Fresh (2022)

É sempre culpa dos homens

título original (ano)
Fresh (2022)
país / gênero
EUA / Comédia, Terror
Duração
114 minutos
direção
Mimi Cave
elenco
Daisy Edgar-Jones, Sebastian Stan, Jojo T. Gibbs, Andrea Bang, Dayo Okeniyi, Charlotte Le Bon, Brett Dier, William Belleau
visto em
Star+

Desde o princípio, Fresh (2022) se afirma como uma obra do seu tempo. É certo que todo filme seria sintoma de sua época, se visto deste modo, porém o filme de terror surpreende pela autoconsciência. A diretora Mimi Cave parece dominar as referências do body horror, dos filmes de estupro e vingança, dos suspenses de sequestro e mesmo do sexploitation para subvertê-lo numa perspectiva ostensivamente feminista. Assim como o interessante Natal Sangrento (2019) se propôs a reler o slasher por uma perspectiva da autonomia feminina, e Titane (2021) propôs uma inversão na relação de força entre gêneros, esta produção independente imagina uma revanche simbólica das mulheres contra o patriarcado.
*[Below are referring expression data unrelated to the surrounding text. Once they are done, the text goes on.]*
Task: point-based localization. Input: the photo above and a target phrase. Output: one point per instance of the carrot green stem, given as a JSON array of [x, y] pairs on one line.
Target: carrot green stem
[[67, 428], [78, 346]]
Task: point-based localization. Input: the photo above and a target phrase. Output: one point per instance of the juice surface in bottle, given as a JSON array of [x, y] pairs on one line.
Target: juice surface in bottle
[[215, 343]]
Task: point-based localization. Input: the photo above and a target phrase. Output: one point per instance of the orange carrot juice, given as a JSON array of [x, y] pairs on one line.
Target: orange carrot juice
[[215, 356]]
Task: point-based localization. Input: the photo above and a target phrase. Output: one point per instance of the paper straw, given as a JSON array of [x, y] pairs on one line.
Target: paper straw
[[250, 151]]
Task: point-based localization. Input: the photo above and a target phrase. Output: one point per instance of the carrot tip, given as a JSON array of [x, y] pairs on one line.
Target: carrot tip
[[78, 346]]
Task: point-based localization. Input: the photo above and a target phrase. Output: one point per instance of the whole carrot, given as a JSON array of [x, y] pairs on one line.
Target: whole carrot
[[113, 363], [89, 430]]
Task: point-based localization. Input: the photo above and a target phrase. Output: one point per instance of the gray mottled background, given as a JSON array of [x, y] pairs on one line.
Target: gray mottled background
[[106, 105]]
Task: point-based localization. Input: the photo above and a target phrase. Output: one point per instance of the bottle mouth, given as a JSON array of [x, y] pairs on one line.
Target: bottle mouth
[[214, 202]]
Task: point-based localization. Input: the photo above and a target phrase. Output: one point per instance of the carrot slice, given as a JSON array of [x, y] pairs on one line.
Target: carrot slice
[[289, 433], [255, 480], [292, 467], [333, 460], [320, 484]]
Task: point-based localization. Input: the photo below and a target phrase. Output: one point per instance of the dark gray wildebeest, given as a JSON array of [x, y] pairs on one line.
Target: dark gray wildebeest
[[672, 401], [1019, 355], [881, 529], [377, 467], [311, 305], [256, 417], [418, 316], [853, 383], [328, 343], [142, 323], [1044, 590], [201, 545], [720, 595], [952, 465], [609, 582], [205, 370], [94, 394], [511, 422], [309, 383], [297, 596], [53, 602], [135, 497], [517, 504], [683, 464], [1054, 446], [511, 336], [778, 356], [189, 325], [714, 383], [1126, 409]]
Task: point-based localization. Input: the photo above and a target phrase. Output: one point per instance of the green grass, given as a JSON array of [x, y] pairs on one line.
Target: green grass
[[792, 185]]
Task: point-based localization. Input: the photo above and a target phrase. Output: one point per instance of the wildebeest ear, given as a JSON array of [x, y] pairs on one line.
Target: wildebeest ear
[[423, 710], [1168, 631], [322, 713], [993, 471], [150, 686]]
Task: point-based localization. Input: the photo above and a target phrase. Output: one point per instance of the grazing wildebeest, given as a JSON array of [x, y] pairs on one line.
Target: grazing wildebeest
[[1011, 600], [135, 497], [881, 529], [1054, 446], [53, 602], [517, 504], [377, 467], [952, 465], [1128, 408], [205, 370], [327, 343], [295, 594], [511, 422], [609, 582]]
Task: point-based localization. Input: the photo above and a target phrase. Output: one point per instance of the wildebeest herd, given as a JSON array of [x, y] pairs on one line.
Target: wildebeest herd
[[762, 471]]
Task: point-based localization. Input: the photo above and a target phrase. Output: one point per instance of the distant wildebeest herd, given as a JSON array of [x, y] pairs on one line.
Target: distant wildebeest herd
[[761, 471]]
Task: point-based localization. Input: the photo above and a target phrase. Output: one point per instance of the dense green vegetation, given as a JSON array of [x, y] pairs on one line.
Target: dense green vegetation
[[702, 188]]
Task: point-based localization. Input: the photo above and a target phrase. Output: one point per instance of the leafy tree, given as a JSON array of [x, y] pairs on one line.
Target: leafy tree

No entanto, a produção se inicia por caminhos seguros e previsíveis. Noa (Daisy Edgar-Jones) tem um péssimo encontro com um rapaz narcisista conhecido via aplicativo de celular. Depois, acredita estar sendo seguida por um vulto masculino numa viela escura. O roteiro se abre com o medo da violência, servindo como prelúdio do que estará por vir — sabemos que, em breve, ela encontrará mais um rapaz perigoso. Neste universo, todos os homens são assassinos, machistas ou negligentes, e para aqueles preocupados com a generalização do preceito (“mas nem todos os homens são assim!”), vale lembrar que se trata de uma fábula, dotada de caráter exemplar e de uma moral na conclusão. O exagero se torna proposital, assim como o aspecto didático do discurso.

É interessante que o vilão da trama seja justamente o sujeito que parece fugir ao comportamento predatório encontrado por Noa nos encontros virtuais. Steve (Sebastian Stan) aparenta ser um homem comum, real, encontrado in loco num supermercado, do tipo que fica encabulado, sem encontrar as palavras certas diante de uma mulher bonita – rompendo, portanto, com a autoconfiança paródica dos rapazes anteriores. Quando ela aceita trazê-lo para casa, e depois partir numa viagem surpresa com o tipo conhecido há apenas dois encontros, sabemos que a iniciativa será traumática. A cineasta utiliza este preceito menos como maneira de subestimar a inteligência da heroína, do que como ferramenta para mostrar a inevitabilidade da violência. 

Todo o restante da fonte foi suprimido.